Life on a boat isn’t that much different to life on land. We still eat, sleep, go to the toilet, kids still do schoolwork, etc. just things are adjusted a little.
Apart from it being called a galley, there isn’t much our kitchen is missing compared to home. The fridge opens through a removable panel in the bench and accessed from the top. This makes getting most things out a bit of an ordeal because invariably it’s in the bottom box and the fridge has to be emptied to get at it. For some reason beers never seem to be hard to access.
The only other differences are that the oven/stove swings with the boat’s motion and the dishwasher is called Wench (Heather) or Slave (Rich) and occasionally Master or Mistress (Milly or Ben).
In our last boat we had to sleep under the cockpit. (A cockpit on a boat is where the wheel is, not the spaceship controls) The bed was large but with only about a metre headroom, getting in or out meant climbing over someone/something. On Vega, however, the cockpit is in the centre of the boat, leaving room for a massive aft cabin. This is the biggest luxury on board so we have a proper queen size bed with the most comfortable memory foam mattress topper. Best sleep in years especially with the gentle rocking motion of the boat. As a bonus we can also get into the bed from both sides, no more climbing over each other!

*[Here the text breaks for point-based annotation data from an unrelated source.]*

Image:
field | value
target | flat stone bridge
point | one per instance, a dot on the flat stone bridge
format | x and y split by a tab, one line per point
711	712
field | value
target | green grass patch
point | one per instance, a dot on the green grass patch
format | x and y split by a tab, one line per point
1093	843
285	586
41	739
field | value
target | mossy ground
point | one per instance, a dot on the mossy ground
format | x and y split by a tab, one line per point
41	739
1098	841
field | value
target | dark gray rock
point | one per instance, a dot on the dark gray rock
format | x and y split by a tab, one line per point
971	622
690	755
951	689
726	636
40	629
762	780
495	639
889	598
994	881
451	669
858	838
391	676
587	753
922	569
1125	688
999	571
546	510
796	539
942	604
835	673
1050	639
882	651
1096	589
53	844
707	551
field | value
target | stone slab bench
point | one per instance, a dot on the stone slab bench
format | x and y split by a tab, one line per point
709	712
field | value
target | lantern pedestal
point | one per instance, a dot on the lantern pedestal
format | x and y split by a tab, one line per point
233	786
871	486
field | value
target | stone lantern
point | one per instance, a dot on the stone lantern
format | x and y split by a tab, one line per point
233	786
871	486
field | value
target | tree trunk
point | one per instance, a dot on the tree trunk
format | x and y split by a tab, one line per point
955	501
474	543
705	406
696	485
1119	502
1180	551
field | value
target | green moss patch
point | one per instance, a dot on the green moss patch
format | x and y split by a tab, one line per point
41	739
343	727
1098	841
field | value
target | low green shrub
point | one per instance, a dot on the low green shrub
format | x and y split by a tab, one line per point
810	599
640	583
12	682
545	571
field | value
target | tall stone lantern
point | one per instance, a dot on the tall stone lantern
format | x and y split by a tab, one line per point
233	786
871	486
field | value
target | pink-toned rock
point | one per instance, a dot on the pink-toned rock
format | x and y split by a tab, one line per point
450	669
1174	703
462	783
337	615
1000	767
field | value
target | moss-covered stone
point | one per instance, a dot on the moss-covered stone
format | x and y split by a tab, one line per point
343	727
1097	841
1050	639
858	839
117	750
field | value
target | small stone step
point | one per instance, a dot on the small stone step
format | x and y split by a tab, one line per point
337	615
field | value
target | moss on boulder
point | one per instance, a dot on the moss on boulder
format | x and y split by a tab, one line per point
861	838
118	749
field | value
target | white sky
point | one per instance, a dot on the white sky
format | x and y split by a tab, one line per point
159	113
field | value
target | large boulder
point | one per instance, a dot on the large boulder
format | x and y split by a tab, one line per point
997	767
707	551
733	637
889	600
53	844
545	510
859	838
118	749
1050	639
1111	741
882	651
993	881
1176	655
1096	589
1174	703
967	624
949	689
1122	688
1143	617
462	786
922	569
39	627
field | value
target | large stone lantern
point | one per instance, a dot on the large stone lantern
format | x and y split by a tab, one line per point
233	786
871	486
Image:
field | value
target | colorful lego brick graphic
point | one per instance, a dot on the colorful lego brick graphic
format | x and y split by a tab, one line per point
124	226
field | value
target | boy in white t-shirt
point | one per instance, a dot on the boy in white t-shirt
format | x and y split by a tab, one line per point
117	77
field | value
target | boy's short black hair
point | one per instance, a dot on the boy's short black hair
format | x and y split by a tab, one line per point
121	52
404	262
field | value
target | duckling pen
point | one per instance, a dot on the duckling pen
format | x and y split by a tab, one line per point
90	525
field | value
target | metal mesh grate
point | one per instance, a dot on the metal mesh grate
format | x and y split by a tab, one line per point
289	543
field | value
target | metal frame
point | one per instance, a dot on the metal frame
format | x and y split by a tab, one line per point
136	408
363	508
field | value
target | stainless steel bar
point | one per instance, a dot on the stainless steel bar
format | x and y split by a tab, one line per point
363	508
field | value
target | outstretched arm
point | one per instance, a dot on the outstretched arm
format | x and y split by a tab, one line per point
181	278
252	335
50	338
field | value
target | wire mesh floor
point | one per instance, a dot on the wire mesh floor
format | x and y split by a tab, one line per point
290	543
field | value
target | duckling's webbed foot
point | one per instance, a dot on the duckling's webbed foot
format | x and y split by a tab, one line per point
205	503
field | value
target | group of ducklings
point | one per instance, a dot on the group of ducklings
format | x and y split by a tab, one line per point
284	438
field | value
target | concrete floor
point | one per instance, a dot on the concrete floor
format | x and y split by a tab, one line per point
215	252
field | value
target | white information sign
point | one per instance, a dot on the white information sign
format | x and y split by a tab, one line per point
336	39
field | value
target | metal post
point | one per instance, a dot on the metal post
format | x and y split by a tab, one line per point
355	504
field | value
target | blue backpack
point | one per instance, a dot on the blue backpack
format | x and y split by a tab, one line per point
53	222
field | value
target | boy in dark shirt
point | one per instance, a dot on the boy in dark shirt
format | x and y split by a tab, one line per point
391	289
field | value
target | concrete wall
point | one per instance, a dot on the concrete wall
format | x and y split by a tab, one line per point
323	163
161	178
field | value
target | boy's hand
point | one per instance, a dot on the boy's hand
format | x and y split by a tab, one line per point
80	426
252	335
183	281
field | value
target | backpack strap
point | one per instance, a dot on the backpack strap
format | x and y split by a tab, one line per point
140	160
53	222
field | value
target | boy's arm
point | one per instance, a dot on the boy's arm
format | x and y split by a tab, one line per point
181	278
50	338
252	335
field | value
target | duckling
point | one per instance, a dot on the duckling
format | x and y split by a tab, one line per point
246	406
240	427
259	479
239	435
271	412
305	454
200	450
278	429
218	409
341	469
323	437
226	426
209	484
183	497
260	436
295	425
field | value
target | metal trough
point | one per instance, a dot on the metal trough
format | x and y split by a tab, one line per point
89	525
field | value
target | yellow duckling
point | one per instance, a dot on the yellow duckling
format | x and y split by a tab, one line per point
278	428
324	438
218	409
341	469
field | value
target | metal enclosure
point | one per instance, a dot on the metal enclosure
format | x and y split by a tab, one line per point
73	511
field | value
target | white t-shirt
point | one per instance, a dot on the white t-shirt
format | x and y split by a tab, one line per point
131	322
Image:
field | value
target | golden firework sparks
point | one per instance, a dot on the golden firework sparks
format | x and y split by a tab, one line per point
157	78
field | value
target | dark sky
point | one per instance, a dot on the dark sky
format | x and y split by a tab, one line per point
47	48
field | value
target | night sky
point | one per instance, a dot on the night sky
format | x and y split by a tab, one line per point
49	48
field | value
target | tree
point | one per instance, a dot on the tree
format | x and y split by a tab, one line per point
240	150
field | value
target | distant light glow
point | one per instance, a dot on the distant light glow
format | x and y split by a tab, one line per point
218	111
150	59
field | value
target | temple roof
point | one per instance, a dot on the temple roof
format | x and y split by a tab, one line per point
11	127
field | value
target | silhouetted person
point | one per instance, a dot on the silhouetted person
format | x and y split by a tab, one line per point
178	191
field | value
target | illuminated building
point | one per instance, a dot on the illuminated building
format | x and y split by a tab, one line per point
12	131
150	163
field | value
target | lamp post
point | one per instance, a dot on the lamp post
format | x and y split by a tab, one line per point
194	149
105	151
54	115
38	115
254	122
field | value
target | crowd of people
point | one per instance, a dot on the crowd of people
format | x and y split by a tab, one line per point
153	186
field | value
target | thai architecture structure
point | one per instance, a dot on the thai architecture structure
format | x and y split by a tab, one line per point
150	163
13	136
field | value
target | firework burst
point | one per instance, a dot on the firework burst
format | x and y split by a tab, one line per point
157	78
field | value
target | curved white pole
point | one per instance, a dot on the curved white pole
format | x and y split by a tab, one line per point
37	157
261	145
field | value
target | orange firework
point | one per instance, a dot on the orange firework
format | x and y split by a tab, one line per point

The kids cabin is only about a metre wide, 1.7m long and 1.8m high but in there there are bunk beds (60cm wide) with mesh lee cloths for ventilation (thanks mum), toy and book storage as well as most of the tools and spares for the boat stored under Ben’s bunk. They love their cubby room.
Bathroom versus Heads
For some crazy reason a bathroom on a boat is called the head. It probably comes from toilets on boats last century consisting of a “direct deposit” off the bow sprit (sorry more nautical terms – it’s a whole new language).
Anyway the heads/bathroom is the only place where I dream of a landlubber lifestyle with hours soaking in a luxurious bath, a toilet that flushes with the press of a button and doesn’t block just because it feels like it. I don’t think I need to go into the gory details but a blocked toilet on board makes the episode of removing the old holding tank seem like a very sanitary affair.
But back to the bath, we have a huge salty one all around us but I’m a woos when it comes to cold water so I think it will take until August before I’m happy to soak in it. Showers on board are also not so enjoyable as at home. They are short (to save water) and require the water to be pumped out the bathroom floor afterwards. Not conducive to washing everyday and I think Ben holds the record for the longest time without a fresh water wash (about 2 weeks).
As adults we can step out of the rat race for a while but we didn’t want the kids to fall behind academically. So they are enrolled in Sydney Distance Education Primary School. With it’s history of a widely dispersed population, Australia has plenty of experience with distance education and does a great job of making it easier for us to keep up with kids schooling. Milly and Ben both have teachers in Sydney who send work sets for each fortnight. We aim for one hour of school each day and so far have managed to cover most of the set work within that time. Milly’s work is ipad based while Ben’s is sent via snail mail, a term at a time. Considering our patchy internet coverage I’m not convinced which method is better.
They haven’t missed anything educationally. Milly even sat her NAPLAN tests at the Club Maritimo while we were stuck in Mahon with gale force winds blowing. The biggest thing they are missing about school and home is their friends. They send a big hello to everyone.
I started writing this blog by the full moon as we sailed/motored through the night from Menorca, Spain to Sardinia, Italy. Since then we have spent a week in the straights of Bonifacio and had the sum total of 3 days in France (so much for getting to use my French on this trip). I finish this blog as the kids play on the beach with a Danish sailing family with kids the same age. The kids have played for hours even with no common language. Life is pretty cool!!!
I FINALLY worked out how to comment directly on your blog site instead of doing everything through FB! I love, love, love this blog post Heath because it gives me a taste of your life on board and has all the explanations that a lumbering land locked person such as myself desperately needs. I have gobbled up all of Richards post too but I just skim over knots and rigging and all the bits that other sailing folk would prob find the most interesting. I just get the gist and then show Bo the photos of his fabulous adventuring family. Bo loved the shot of Milly and and Ben’s bunk but it came second to Heather’s bottom – mummy heathers botton! (Giggle) again mummy (giggle)……long pause. Heather’s botton mummy? Again? Again!
Brilliant! I don’t think I’ll ever attempt the same feat so it’s nice to live vicariously through your posts 🙂
I was put onto you by Peter and Ruth and am finding so many handy hints and location specific information invaluable. We are gearing up for a summer in the Med so I really appreciate the insights both you and Richard offer.